Types of Marital Rights
Spouses establish their marital rights through a legal marriage recognized by a state. In Pennsylvania, state laws determine marital rights in the event of divorce or the death of a spouse. Many types of marital rights relate to spouses' financial circumstances: their assets and debts. For example, Pennsylvania laws determine how spouses share rights to marital property and how a spouse can maintain separate property — these rights are often relevant in a divorce as well as after a spouse's death. Other rights, such as the right to request spousal support, usually become available only if a marriage ends in separation or divorce.

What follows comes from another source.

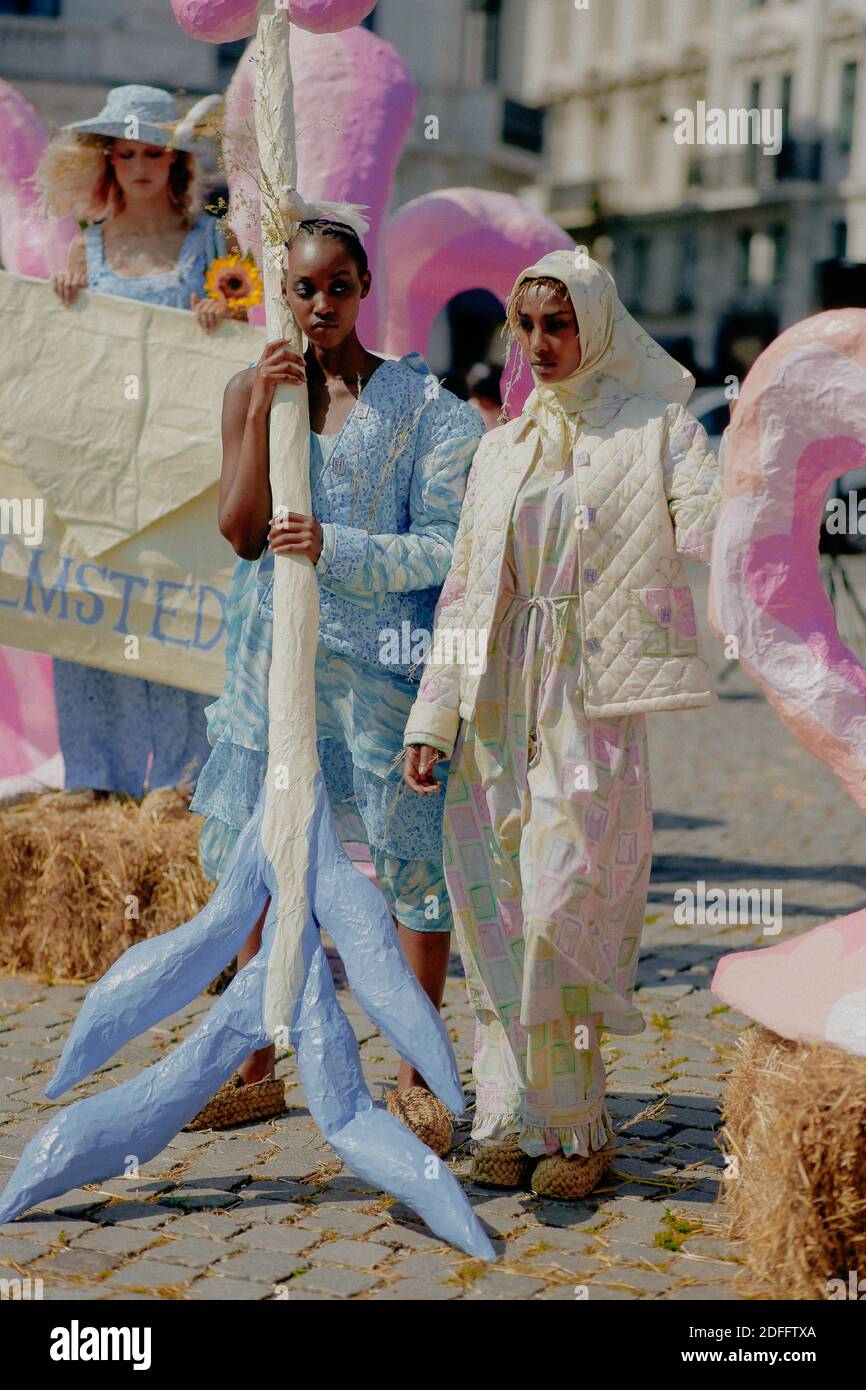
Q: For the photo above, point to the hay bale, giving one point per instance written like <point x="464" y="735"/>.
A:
<point x="795" y="1121"/>
<point x="81" y="880"/>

Rights in Marital Agreements
Pennsylvania state laws determine spouses' rights in the event of a divorce, but the parties can agree to an alternative arrangement. For example, spouses who cannot settle their property issues during a divorce require a division of their property by a state court — in these cases, the court must follow Pennsylvania's equitable distribution laws to assign a fair share of the couple's property to each spouse. Individuals who do not wish to follow the state's equitable distribution laws may sign over some property rights in a prenuptial agreement before marriage or in a postmarital agreement at any time while married. One party might also ask the other person to give up the right to spousal support. Although spouses may sign a contractual agreement containing their own terms, they must follow Pennsylvania law regarding marital agreements, and one spouse might still be able to challenge the agreement at a later date.

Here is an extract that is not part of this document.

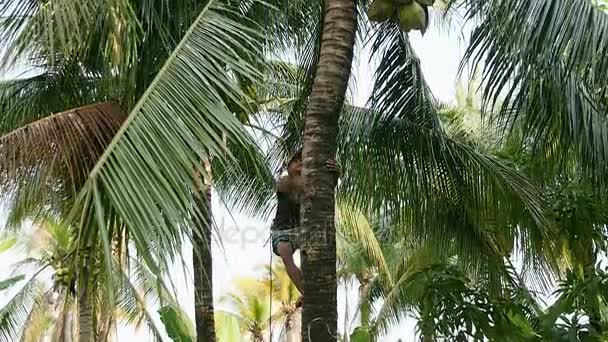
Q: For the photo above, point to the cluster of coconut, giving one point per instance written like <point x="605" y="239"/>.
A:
<point x="408" y="14"/>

Marital Rights and Divorce
If spouses lack a premarital or postmarital agreement, they must resolve their marital rights and obligations before finalizing the terms of their divorce in Pennsylvania. Spouses can negotiate their own separation and property settlement agreement to divide their property, establish spousal support and take care of related legal issues. Either spouse may agree to sign over marital rights that a court would otherwise grant without the spouses' settlement agreement. However, parents often cannot give up the rights of their children as part of a divorce settlement. For example, a parent generally cannot sign over the right to receive child support. Pennsylvania state laws require a court's review of the children's best interests before establishing divorce terms related to children.
Rights in the Event of a Spouse's Death
Pennsylvania wills and probate laws protect spouses' marital rights in the event of a spouse's death. In general, a spouse's will cannot completely disinherit the other spouse. If a husband or wife's will does make provisions for the surviving spouse, the living spouse may be able to choose between the marital rights included in the will and the "election" share established by state law. An election share sets amounts of property to which a spouse has rights by law through marriage. The amount of the election share depends on whether the spouse who died also has surviving parents or children. Pennsylvania law specifically allows a spouse to waive the right to an election share at any time before or during marriage by signing an agreement — for example, a couple might agree to a waiver of the election share by signing a premarital agreement or an estate plan.